Corporate design is another competitive field and the experts have faced a litany of challenges not experienced prior to the pandemic.
“There has been a major design trend in terms of the use of space,” said Sandra Fox, founder of Sensory Six, which emphasizes an “elegant, luxurious and simple style” for residential and commercial clients.
“Clients are seeking flexibility with multifunctional spaces that have multipurpose, movable, lightweight elements,” said Fox. “Additionally, office spaces are becoming more private and personalized.”
“We are helping client companies pivot and evolve by employing a variety of trends into interior design and redesign, many of which we believe will be permanent,” she said.
“Corporations want to advance morale and collaboration among employees while providing a warm and welcoming aesthetic that gives the feeling of home,” she said. “Regardless of the industry or the building’s use, they need the materials, space configuration and technology that keep employees and customers healthy.”
She said “we have upped our game considerably by concentrating on better air filtration systems and recommending smooth surfaces that are easier to clean, versus textured or porous ones. We are designing with new materials that prevent organisms from adhering to them, like those that mimic sharkskin.”
Another way buildings can be designed for better health is with plants, which not only scrub the air of toxins like formaldehyde but also “give an emotional sense of well-being for most people,” according to Lanette Akerson who founded Plant Doctor, LLC, now located in Glens Falls.

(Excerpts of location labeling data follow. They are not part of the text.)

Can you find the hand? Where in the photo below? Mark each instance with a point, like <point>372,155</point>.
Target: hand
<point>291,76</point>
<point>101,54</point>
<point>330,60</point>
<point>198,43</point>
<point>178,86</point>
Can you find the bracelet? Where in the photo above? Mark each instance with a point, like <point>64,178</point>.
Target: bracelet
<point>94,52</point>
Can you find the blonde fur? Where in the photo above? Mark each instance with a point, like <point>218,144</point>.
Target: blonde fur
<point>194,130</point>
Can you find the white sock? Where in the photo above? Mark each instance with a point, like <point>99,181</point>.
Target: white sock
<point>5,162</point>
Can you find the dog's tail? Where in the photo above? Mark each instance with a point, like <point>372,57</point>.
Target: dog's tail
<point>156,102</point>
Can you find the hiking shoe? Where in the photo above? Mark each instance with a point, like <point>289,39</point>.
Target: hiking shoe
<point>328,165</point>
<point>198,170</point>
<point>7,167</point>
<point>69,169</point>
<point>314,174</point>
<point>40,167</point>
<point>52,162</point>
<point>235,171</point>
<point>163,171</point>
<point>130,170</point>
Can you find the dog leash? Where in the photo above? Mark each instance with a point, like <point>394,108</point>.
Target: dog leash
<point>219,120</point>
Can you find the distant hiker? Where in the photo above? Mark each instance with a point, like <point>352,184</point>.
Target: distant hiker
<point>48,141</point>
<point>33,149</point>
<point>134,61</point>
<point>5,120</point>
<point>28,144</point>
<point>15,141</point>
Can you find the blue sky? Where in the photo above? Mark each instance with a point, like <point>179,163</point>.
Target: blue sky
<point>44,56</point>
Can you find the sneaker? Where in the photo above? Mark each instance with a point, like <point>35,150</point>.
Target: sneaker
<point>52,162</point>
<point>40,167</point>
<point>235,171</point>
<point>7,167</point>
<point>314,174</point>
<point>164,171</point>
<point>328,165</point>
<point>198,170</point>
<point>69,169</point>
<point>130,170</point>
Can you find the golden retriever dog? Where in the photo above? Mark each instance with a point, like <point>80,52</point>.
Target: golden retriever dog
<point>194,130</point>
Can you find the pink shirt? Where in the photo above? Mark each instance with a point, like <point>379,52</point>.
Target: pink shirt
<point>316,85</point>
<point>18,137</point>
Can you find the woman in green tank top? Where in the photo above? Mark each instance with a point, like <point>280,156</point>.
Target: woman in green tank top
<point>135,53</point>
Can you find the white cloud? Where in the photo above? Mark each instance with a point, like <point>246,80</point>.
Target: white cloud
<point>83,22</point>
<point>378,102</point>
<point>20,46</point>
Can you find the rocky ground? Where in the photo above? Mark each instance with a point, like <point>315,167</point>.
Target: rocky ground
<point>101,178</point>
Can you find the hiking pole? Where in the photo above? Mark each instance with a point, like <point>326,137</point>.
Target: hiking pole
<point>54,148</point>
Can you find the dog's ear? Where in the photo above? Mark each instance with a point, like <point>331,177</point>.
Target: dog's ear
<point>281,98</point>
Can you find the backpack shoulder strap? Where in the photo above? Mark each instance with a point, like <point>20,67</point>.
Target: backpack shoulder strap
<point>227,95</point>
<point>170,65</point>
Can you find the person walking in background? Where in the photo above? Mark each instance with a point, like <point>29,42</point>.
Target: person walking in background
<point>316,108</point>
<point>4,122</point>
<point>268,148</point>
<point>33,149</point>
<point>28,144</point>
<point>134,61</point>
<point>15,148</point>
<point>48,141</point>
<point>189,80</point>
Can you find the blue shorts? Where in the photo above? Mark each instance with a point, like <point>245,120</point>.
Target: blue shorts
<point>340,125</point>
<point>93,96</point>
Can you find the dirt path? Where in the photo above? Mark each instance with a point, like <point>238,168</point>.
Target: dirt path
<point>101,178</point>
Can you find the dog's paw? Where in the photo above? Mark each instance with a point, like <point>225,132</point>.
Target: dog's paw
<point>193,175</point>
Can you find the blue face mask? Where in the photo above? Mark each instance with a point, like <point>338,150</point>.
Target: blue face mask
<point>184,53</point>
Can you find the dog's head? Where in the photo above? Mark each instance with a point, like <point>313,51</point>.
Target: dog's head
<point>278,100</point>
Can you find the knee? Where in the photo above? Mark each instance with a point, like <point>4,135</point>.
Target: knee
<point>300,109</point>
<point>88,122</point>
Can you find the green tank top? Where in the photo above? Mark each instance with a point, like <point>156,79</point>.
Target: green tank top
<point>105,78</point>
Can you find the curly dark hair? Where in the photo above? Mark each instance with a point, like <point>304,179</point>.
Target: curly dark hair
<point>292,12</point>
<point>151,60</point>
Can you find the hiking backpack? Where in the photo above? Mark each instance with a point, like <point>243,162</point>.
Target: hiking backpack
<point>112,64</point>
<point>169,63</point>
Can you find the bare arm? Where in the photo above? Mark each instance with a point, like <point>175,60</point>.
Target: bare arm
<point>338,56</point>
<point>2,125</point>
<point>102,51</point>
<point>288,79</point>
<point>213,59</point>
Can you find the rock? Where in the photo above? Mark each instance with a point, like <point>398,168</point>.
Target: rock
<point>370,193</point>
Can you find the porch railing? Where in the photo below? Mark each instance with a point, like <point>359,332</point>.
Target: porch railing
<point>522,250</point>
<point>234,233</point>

“An interior landscaper accesses the environment created by the designer architect and adds that extra sparkle that brings the interiorscape to life with plants,” she said. “We are the last ones to come onto a design project.”
Akerson’s corporate accounts stuck with her plant design, installation and maintenance service, which was deemed essential, throughout the pandemic. As a result, Akerson was able to realize a goal that was very important to her personally as well as professionally.
Plants are used in offices spaces to cover outlets and extension cords, soften corners or hard edges, improve the flow of traffic, and call attention to certain elements while oxygenating and purifying the air.
“Especially during these trying times, we really need beauty,” she said. “It’s not about money but about turning things around.”
“If there is a silver lining to these very difficult times, it is adding wellness as a core design requirement along with aesthetics and functionality,” Fox said.